The Graded Response Action Plan (GRAP), under which a host of measures to control pollution is taken, is already in force in Delhi after the air quality had dipped to ‘very poor’.
Meanwhile, Delhi Environment Minister Imran Hussain expressed serious concern over the fire that broke out in Bhalaswa, since Delhi is already bracing itself with the adverse impact of stubble burning in the neighbouring states, which is likely to aggravate air quality in the city in the coming days.
He directed officials of the Delhi Fire Services to depute one fire tender exclusively for putting out the incidents of fire in Bhalaswa landfill site.
In a meeting, which was convened by Hussain to review the preparedness of the municipal corporations in handling such incidents at the three sites — Bhalaswa, Ghazipur and Okhla — was informed that the three sites were not equipped to handle situations.
The three municipal commissioners did not attend the meet, the Delhi government said in a statement. “The officers of the three municipal corporations also informed that the three sites are primarily not scientifically designed and all of them have exceeded their prescribed garbage storage capacities. They are in the process of developing new sanitary landfill sites and waste to energy plants for better disposal and processing of waste,” an official statement said.
Hussain asked the Delhi Pollution Control Committee (DPCC) to coordinate the efforts for preventing fire incidents with all the three municipal corporations.
The minister also asked for speedy development of scientifically-engineered landfill sites and also for installation of waste to energy plants by the concerned municipal corporations so that the ever-increasing garbage quantum is properly disposed, processed and managed.
The experts pointed out that the air quality is likely to be affected due to such fires. Anumita Roychowdhury of CSE said, as winter approaches, toxic air emanating out of such landfill fires is likely to affect the air quality.

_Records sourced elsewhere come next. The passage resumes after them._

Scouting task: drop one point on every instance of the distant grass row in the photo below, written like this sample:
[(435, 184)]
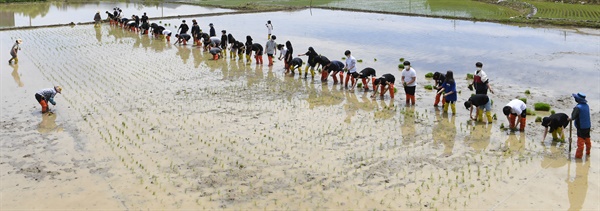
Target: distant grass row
[(509, 11)]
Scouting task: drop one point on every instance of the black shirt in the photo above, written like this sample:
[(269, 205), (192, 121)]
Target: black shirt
[(555, 121)]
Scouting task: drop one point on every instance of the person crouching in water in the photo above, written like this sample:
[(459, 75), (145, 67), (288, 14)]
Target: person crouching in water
[(296, 63), (439, 79), (449, 90), (167, 34), (367, 75), (182, 38), (386, 82), (47, 95), (258, 52), (481, 102), (216, 52), (516, 109), (334, 68), (556, 122)]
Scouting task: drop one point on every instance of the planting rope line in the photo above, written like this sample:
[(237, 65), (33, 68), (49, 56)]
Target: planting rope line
[(520, 187)]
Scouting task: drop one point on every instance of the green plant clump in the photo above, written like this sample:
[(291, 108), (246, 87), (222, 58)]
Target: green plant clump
[(523, 99), (538, 119), (541, 106)]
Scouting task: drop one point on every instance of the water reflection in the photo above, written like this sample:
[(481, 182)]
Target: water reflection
[(444, 131), (479, 138), (16, 75), (48, 123), (578, 185), (48, 13)]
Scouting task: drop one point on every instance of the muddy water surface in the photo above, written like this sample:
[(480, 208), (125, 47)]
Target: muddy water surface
[(146, 124)]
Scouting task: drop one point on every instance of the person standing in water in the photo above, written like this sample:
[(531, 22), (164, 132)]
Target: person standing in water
[(14, 50), (449, 91), (269, 29), (409, 81), (47, 95), (583, 123), (271, 49)]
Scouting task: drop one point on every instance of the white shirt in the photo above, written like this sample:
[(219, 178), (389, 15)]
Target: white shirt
[(516, 106), (409, 75), (270, 28), (351, 64)]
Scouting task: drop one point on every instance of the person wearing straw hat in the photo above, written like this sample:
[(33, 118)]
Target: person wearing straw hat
[(581, 118), (47, 95), (14, 50)]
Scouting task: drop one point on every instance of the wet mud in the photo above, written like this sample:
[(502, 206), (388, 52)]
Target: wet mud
[(143, 124)]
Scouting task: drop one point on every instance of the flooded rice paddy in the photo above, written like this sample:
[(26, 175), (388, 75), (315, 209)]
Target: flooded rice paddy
[(143, 124), (50, 13)]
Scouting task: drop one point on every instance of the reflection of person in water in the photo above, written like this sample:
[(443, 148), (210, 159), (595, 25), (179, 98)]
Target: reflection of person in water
[(48, 123), (408, 125), (16, 75), (578, 187)]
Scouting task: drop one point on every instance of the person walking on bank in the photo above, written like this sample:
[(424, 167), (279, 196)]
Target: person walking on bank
[(409, 81), (271, 49), (47, 95), (481, 102), (439, 79), (516, 109), (581, 118), (449, 90), (556, 122), (14, 50), (480, 80)]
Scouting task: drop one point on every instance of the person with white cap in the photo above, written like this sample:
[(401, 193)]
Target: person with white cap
[(14, 50), (581, 117), (47, 95)]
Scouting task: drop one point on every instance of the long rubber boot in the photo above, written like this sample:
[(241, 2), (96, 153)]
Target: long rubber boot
[(588, 144), (522, 124), (511, 121), (580, 145), (437, 99), (44, 106)]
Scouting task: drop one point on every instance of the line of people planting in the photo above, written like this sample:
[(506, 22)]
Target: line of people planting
[(515, 110)]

“If the wind speed is lower and the temperature dips, the polluted air coming out of the landfill fires will get trapped, which would severely affect the air quality,” she said. She said the municipal bodies should try and mitigate the damage to environment by applying slope stabilisation measures for landfill sites.

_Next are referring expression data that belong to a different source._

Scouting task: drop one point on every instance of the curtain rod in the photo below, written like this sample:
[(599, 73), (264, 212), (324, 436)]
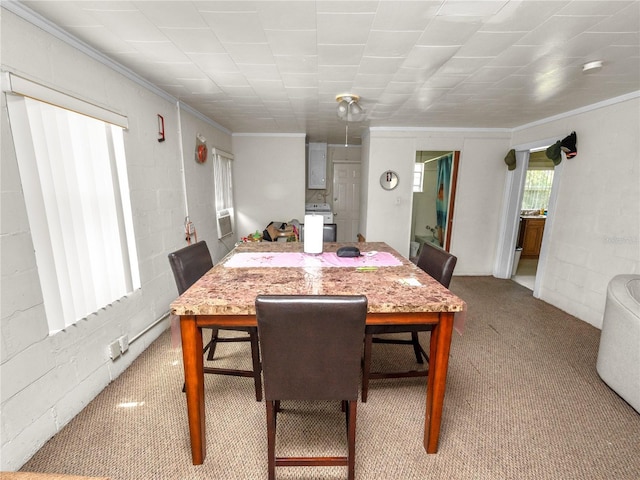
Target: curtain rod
[(437, 158)]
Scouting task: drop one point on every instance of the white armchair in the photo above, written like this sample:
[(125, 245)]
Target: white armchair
[(619, 353)]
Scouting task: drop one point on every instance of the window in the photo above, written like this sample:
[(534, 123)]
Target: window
[(418, 176), (537, 190), (223, 179), (74, 178)]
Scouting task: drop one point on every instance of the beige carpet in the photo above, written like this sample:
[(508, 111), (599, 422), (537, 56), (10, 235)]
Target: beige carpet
[(523, 401)]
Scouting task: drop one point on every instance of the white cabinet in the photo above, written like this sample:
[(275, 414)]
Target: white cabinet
[(317, 167)]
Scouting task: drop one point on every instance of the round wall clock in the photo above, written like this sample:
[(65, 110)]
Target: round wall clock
[(389, 180)]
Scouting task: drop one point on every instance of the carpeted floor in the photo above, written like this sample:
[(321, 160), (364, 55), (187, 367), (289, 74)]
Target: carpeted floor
[(523, 401)]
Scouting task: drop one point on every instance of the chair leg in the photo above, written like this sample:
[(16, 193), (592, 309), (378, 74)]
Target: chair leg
[(366, 365), (351, 439), (257, 368), (213, 343), (417, 349), (271, 438)]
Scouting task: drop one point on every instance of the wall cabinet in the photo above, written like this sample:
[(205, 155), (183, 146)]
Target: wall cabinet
[(530, 238), (317, 166)]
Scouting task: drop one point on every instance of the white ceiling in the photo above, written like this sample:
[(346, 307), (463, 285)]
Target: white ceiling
[(277, 66)]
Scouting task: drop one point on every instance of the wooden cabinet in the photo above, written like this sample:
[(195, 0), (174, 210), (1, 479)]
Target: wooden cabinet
[(530, 238)]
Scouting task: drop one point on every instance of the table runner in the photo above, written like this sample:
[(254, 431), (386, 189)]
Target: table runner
[(299, 259)]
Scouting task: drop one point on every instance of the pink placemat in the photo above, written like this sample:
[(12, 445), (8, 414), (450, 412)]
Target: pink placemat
[(298, 259)]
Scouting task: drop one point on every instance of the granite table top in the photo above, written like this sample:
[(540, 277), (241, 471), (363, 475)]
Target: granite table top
[(231, 290)]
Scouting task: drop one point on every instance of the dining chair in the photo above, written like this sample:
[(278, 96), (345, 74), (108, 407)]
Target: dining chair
[(440, 265), (188, 265), (311, 350)]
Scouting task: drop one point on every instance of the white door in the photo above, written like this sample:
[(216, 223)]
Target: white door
[(346, 200)]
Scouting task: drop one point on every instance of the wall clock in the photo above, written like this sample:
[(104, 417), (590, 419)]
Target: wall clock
[(389, 180)]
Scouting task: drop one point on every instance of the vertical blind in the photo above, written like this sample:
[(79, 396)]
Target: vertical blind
[(73, 173)]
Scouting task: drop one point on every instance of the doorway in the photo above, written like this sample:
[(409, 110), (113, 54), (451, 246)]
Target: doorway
[(434, 192), (511, 213), (533, 215)]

Civic bodies in east and south Delhi have already been working on stabilisation of Ghazipur and Okhla landfill sites. “They must do it quickly as winter is close by, and fires during winter will make matter worse. Bhalswa fire cam recur so, civic authorities must take action urgently,” she said.
On Saturday, a haze had engulfed the national capital and the worst air quality of this season was recorded at 324. An official had then said the air quality of Delhi might deteriorate to ‘severe’ category in the coming days as the air becomes heavier and results in the formation of smog.

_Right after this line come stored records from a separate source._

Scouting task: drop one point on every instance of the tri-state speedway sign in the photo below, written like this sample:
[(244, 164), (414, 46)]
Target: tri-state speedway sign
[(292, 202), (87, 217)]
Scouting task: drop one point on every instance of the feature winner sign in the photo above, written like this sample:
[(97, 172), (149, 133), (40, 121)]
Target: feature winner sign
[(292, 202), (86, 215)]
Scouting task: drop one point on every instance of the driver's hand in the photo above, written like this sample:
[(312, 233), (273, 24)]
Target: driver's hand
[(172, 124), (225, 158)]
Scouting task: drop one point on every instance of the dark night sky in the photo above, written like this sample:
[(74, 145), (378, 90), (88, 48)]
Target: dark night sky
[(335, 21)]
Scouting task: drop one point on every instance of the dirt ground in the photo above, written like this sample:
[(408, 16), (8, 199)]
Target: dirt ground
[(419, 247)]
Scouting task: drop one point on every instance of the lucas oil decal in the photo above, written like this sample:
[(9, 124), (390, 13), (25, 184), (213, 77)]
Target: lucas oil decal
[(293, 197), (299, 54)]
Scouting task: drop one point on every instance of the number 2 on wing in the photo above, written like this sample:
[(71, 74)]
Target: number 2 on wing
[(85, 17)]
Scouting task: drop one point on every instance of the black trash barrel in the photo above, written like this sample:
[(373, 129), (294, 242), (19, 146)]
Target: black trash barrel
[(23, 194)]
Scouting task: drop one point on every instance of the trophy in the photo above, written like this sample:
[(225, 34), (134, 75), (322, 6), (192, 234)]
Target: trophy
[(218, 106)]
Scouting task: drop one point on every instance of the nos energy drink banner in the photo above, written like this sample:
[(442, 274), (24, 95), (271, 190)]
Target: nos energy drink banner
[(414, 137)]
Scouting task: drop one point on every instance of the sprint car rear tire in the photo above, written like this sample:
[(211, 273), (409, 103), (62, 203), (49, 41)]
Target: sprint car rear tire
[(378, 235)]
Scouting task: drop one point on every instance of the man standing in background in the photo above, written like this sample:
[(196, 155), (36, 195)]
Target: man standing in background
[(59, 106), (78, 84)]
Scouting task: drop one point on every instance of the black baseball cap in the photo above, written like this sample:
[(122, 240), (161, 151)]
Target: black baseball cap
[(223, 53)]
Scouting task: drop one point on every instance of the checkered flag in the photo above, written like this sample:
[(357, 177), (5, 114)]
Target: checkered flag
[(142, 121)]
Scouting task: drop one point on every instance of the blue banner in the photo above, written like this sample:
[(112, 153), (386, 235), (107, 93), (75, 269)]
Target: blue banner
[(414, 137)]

The Supreme Court-appointed Environment Protection Control Authority (EPCA) Friday had held a meeting with officials of Punjab, Haryana and the Delhi governments to discuss the pollution situation in the national capital.
An EPCA member Friday said stock of the situation was taken and it was decided that special attention would be given to vulnerable hotspots where ‘poor’ or ‘very poor’ air quality was observed.
The PM2.5 (presence of particles in the air with a diameter of less than 2.5 micrometres) was recorded at 134. The PM2.5, also called fine particulates, can be a matter of more serious health concern than PM10. The PM10 level (presence of particles in the air with a diameter of less than 10 micrometres) in Delhi stood at 280, according to the CPCB data.
A CPCB official said a number of factors were responsible for the deteriorating air quality, including vehicular pollution, construction activities and meteorological factors like direction of wind, which is now flowing from the stubble burning areas. Satellite imagery by NASA Sunday showed countless spot fires already burning in Haryana and Punjab.
Delhi Chief Minister Arvind Kejriwal Friday warned that Delhi would become a “gas chamber soon” as the Centre, Punjab and the Haryana governments were doing “absolutely nothing” for farmers involved in stubble burning.